После десяти дней проживания на втором этаже, мы вновь подверглись давле­нию военных. Теперь они в ультимативной форме потребовали от нас переселения в соседний летний дом, выделив нам в этом доме маленькую комнату на втором эта­же. Правда, объяснили, что поскольку наш дом зимний, в нем будет располагаться штаб батальона. Но так как сестра стала решительно возражать, то военный начальник почти ласково пояснил: «Война, дочка, будет долгой, так что нам здесь придется обустраиваться капитально. А вам надо отправляться в детский дом».

Так мы стали не только сиротами, но фактически и бездомными. Сестра собра­ла все наши документы (умница), фотокарточки, самые необходимые вещи и посу­ду, и мы перебрались в чужой дом. Военный командир, понимая всю жестокость обращения с нами, распорядился, чтобы нам на солдатской кухне ежедневно дава­ли по тарелке супа. Суп был очень жидкий, овощной, но в нем проглядывались и крошечные кусочки мясных консервов. Мы были рады.

В чужом доме прожили пять дней. «Доев» майские карточки, 1 июня, собра­ли небольшие узелки своих вещей и, бросив на произвол судьбы все нажитое роди­телями за 15 лет их совместной жизни, отправились в школу, в которой мы учи­лись. Сестра сказала, что там собирают детей, оставшихся без родителей. Так мы оказались во Всеволожском детском доме. Детей расселили в классах. Как ни тяже­ло было стране и ленинградцам, но нас кормили три раза в день. Порции, конечно, были крошечными. Рациона не помню, но в обморок мы не падали, и у нас даже хватало сил иногда драться. Один раз в драку бросился и я на своего обидчика за нанесенное мне оскорбление. Воспитательница с большим трудом растащила нас.

Первого июля 1942 года всех воспитанников детского дома рассадили по авто­бусам и привезли к пристани Ладожского озера с целью эвакуации вглубь страны.
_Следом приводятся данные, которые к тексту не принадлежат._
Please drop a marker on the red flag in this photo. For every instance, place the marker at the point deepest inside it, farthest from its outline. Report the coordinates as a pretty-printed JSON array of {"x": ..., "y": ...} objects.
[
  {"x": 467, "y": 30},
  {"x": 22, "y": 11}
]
Детдомовцев разместили на двух пароходах. Мы с сестрой попали на пароход, носивший название «Форель». Тогда я еще не знал, что означало это слово, но оно мне понравилось, казалось красивым и благородным. Когда ступил на палубу, то почувствовал, что вместе с пароходом медленно проваливаюсь в бездну. Меня охва­тил ужас. И вдруг какая-то неведомая сила стала выталкивать корабль наверх. Это и была мощная морская качка, которую впервые познал. Многих воспитанников во время плавания тошнило. Они беспомощно валялись в трюмах на полу. Мы с сест­рой перенесли качку сравнительно легко. Пароходы сопровождали военные катера и самолеты. Но нас все-таки бомбили. Через иллюминаторы я видел взрывы. Когда мы высадились на берег, то услышали разговоры, что второй корабль немцам уда­лось потопить. О результатах спасательных операций нам ничего не было известно. Нас быстро рассадили по вагонам поезда, и мы тронулись в путь. Ехали всю ночь, утром прибыли в Ярославль. Здесь нам дали по большой плитке шоколада и предупредили, что есть надо понемногу, иначе желудку будет плохо. У некоторых ребят так и произошло - они поддались соблазну, пожадничали, сразу съели всю плитку, и потом страдали. Но чего стоили эти страдания по сравнению с теми, от которых мы избавились, благополучно покинув блокадный Ленинград. Теперь мы были в полной безопасности. Мы начинали новую жизнь. Без родителей. На свое попече­ние и воспитание нас взяло государство. Оно сделало все для того, чтобы сохранить нам жизнь и здоровье, выучить и вырастить, чтобы мы могли стать полноценными гражданами нашей Великой страны. Такую заботу могла проявить только Советская власть, истинно народная власть, для которой дети не на словах, а на деле были са­мым ценным достоянием нации. Как ни тяжело было стране в эти годы, но для де­тей делалось все самое необходимое. Тогда мы, разумеется, не думали об этом, про­сто пользовались благами, которые нам предоставлялись, учились, росли и крепли, постигая премудрости жизни, и вряд ли у кого-то из нас повернется язык на худое слово о том времени.